For a period of three weeks, the campus and Town of Davidson was plagued with cankerworms suspended from the trees by strands of nearly invisible web. As countless people learned, the tiny green worms are double trouble for pedestrians.
A silky strand to the face might trigger shock and disgust, and victims often don’t realize they’re carrying the little freeloaders until the worm crosses from clothing to exposed skin.
While most people tried to avoid the worms at all costs, Associate Professor of Biology and Environmental Studies Chris Paradise delighted in the opportunity to map out spatial distribution of worm populations and evaluate control methods through a partnership with the Town of Davidson’s Public Works Department, the college’s grounds crew and the Davidson Lands Conservancy.
The project focused on the most popular method for reducing worm numbers—tree banding.
Paradise launched the study after the Town of Davidson sent out a newsletter recommending that residents band their trees to resolve the cankerworm problem. That sounded extreme to Paradise, whose trust in natural control gives value to all creatures great and small, including inchworms.
Subsequently, Paradise met with the town council and representatives of the Davidson Lands Conservancy to discuss whether banding was the appropriate response. “We don’t even know whether banding is effective,” Paradise explained. “I’ve found no conclusive literature to suggest that it is.”

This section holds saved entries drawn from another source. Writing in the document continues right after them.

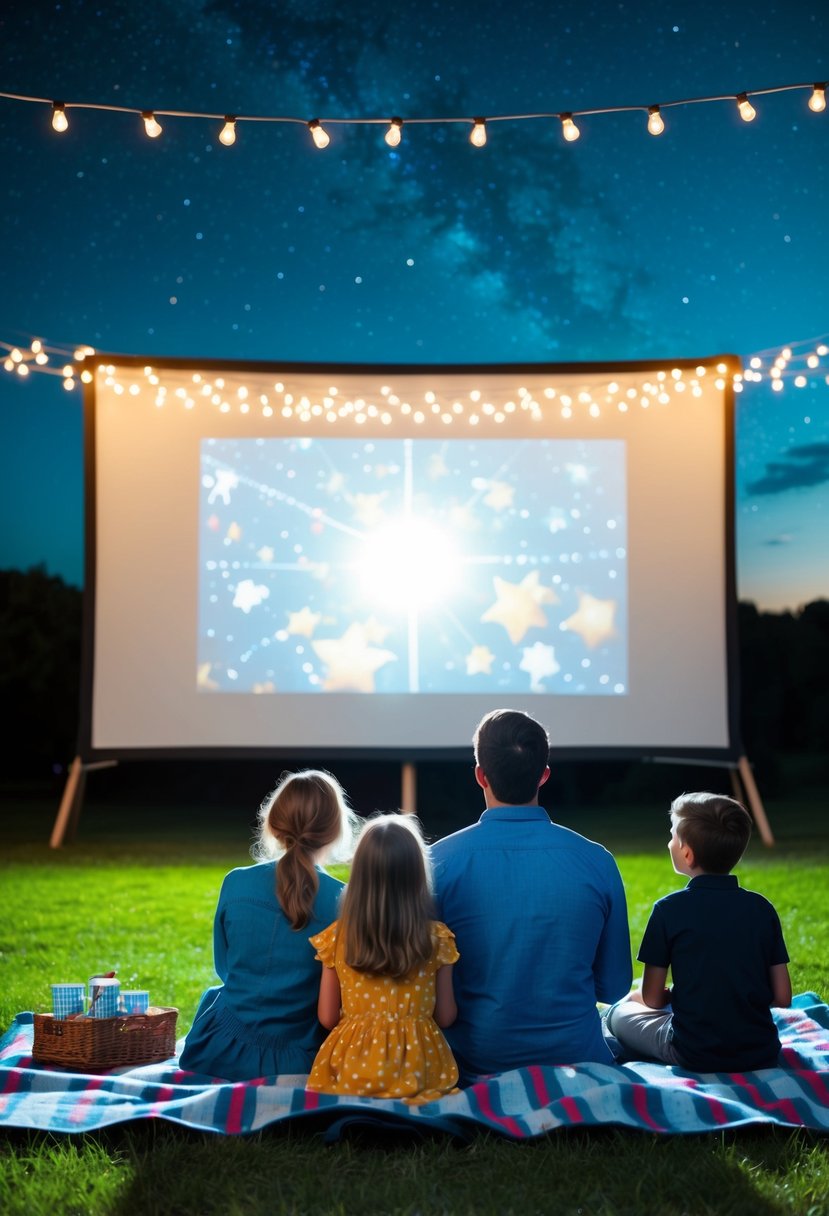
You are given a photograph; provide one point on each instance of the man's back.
(541, 925)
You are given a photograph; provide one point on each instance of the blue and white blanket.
(519, 1104)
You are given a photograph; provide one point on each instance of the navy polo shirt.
(720, 943)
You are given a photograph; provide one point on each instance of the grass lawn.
(136, 894)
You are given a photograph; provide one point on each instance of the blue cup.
(137, 1001)
(103, 996)
(67, 1000)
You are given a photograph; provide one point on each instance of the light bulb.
(818, 100)
(655, 124)
(748, 113)
(319, 135)
(478, 135)
(60, 122)
(151, 124)
(569, 129)
(227, 134)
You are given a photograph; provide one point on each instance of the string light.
(748, 113)
(655, 124)
(319, 134)
(60, 122)
(151, 124)
(569, 129)
(817, 102)
(478, 134)
(394, 133)
(227, 134)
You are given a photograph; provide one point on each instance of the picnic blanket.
(520, 1104)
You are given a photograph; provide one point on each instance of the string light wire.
(567, 118)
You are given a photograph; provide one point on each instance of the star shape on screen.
(500, 495)
(249, 595)
(593, 620)
(479, 662)
(350, 662)
(539, 662)
(518, 604)
(368, 508)
(303, 621)
(203, 681)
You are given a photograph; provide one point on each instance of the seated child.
(261, 1020)
(723, 946)
(387, 979)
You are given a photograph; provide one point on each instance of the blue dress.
(261, 1020)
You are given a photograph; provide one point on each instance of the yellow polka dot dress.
(387, 1043)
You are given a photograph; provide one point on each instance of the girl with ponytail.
(263, 1019)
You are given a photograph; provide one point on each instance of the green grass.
(136, 894)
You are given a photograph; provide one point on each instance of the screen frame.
(90, 753)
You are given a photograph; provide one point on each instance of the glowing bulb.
(478, 136)
(319, 135)
(746, 110)
(655, 124)
(818, 100)
(60, 122)
(569, 129)
(227, 134)
(151, 124)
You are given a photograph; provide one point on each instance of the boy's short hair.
(513, 750)
(715, 828)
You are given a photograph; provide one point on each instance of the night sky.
(709, 238)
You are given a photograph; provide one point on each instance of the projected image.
(412, 566)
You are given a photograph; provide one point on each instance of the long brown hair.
(303, 818)
(387, 908)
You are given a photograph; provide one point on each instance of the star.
(593, 620)
(479, 660)
(367, 508)
(518, 604)
(203, 681)
(303, 621)
(500, 496)
(351, 663)
(540, 662)
(249, 595)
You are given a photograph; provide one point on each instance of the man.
(539, 915)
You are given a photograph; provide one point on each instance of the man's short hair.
(513, 750)
(715, 828)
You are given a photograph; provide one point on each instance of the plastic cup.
(137, 1001)
(67, 1000)
(103, 996)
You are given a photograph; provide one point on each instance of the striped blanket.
(519, 1104)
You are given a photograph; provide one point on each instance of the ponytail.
(304, 817)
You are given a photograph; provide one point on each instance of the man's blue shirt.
(540, 919)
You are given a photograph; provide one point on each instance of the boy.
(723, 946)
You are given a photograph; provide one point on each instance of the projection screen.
(333, 559)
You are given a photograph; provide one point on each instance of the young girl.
(387, 980)
(263, 1020)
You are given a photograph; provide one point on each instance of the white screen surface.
(308, 559)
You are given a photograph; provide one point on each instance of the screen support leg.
(409, 788)
(754, 800)
(68, 812)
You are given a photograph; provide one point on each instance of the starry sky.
(709, 238)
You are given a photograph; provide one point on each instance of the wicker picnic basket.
(89, 1045)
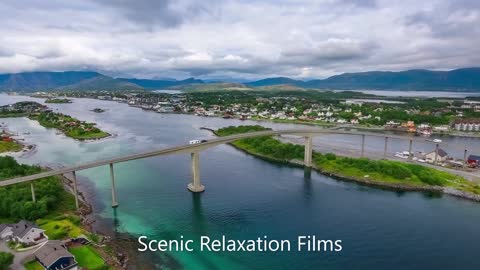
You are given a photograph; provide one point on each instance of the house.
(24, 232)
(473, 161)
(441, 156)
(5, 231)
(53, 255)
(467, 124)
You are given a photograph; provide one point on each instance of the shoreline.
(382, 185)
(117, 260)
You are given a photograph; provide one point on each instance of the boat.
(425, 132)
(404, 154)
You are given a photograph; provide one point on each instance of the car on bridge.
(197, 141)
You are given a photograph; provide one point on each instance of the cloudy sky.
(242, 39)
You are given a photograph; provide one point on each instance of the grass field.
(9, 147)
(33, 265)
(61, 227)
(87, 257)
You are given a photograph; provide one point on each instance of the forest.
(16, 200)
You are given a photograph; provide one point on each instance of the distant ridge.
(67, 80)
(161, 84)
(464, 79)
(454, 80)
(274, 81)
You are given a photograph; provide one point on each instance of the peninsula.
(381, 173)
(70, 126)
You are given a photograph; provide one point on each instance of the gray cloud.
(238, 38)
(148, 12)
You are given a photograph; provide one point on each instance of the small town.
(420, 116)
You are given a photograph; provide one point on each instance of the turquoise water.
(247, 198)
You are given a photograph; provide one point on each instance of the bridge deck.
(189, 148)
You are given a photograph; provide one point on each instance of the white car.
(197, 141)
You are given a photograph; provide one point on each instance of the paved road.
(19, 256)
(189, 148)
(469, 175)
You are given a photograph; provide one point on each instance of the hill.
(273, 81)
(465, 79)
(160, 84)
(70, 80)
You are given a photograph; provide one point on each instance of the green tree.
(6, 259)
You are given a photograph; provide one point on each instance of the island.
(381, 173)
(52, 219)
(7, 144)
(58, 100)
(98, 110)
(70, 126)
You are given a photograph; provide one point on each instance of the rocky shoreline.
(382, 185)
(121, 253)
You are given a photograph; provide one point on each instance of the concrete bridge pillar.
(114, 192)
(363, 146)
(33, 192)
(308, 151)
(385, 148)
(196, 186)
(410, 154)
(75, 190)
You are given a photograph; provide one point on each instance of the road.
(189, 148)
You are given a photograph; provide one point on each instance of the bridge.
(195, 149)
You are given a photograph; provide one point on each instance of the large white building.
(23, 232)
(467, 125)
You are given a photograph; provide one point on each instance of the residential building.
(467, 124)
(441, 156)
(53, 255)
(23, 232)
(473, 160)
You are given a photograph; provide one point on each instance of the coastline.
(363, 181)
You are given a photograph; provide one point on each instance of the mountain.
(459, 79)
(465, 79)
(69, 80)
(160, 84)
(273, 81)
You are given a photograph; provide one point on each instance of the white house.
(5, 231)
(441, 156)
(24, 232)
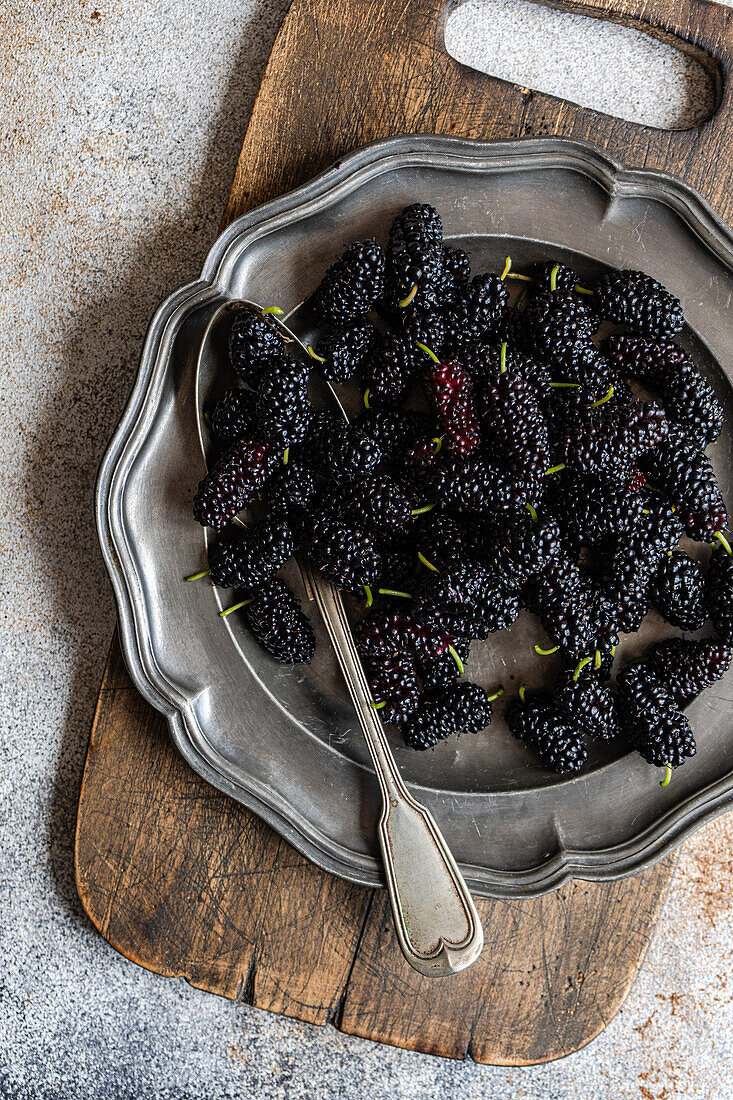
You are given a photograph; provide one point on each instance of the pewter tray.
(285, 743)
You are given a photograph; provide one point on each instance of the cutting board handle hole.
(590, 62)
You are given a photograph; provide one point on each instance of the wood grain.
(184, 881)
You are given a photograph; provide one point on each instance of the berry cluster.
(503, 462)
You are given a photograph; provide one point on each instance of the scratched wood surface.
(184, 881)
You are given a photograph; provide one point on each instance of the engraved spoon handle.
(435, 917)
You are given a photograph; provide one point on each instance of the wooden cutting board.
(186, 882)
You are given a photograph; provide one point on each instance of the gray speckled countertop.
(123, 124)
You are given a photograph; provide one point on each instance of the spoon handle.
(435, 917)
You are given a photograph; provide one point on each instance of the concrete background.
(121, 128)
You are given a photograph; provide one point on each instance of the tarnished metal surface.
(282, 741)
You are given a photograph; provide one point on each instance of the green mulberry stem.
(723, 541)
(603, 399)
(580, 667)
(234, 607)
(459, 663)
(197, 576)
(428, 564)
(428, 351)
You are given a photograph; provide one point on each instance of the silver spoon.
(435, 917)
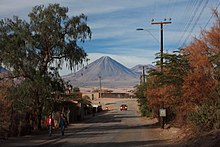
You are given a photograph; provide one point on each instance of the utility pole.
(161, 23)
(100, 87)
(143, 76)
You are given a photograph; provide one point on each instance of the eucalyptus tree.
(35, 51)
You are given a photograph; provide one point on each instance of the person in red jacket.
(50, 124)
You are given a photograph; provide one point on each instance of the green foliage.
(142, 100)
(35, 52)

Young cankerworm larvae begin their lives emerging from eggs in trees and feed voraciously on leaves as they grow. They may eventually eat entire leaves, leaving only the major leaf veins. Although low populations do not damage healthy trees, high populations can defoliate trees, causing them to expend considerable resources to refoliate.
Eventually the cankerworms spin down to the ground from the trees on a strand of silk and bury themselves in the ground to pupate.
In theory, adhering sticky bands around tree trunks will trap and kill the wingless female moths as they climb up the trees to lay eggs, thereby disrupting the life cycle of the insect.
Paradise and his team of student researchers began their investigation in the winter by identifying trees that had been banded by individuals or the town; others without bands were designated control trees. The research team collected worm density data by comparing the numbers of worms found under both banded and unbanded trees. Lightly infested trees might have about a dozen worms in a specific area, while heavily infested trees might have more than 100 on a six-foot branch.
Their preliminary counts suggested that there is no significant difference between banded and unbanded trees. “There are many other factors that play a role,” Paradise explained. “For example, trees in tree canopies tend to have more worms than isolated trees, and this may have a greater influence on worm population than banding.”
Paradise acknowledged that banding is less environmentally harmful than other forms of pest control (like spraying), but he doesn’t condone it. “I think we should just let nature run its course,” he said. “Many insect species have boom and bust periods depending on factors like food source availability or environmental change. If we banded trees and it worked, there’s a good chance we would affect the populations of beneficial insects or even small mammals that could get stuck in the bands.”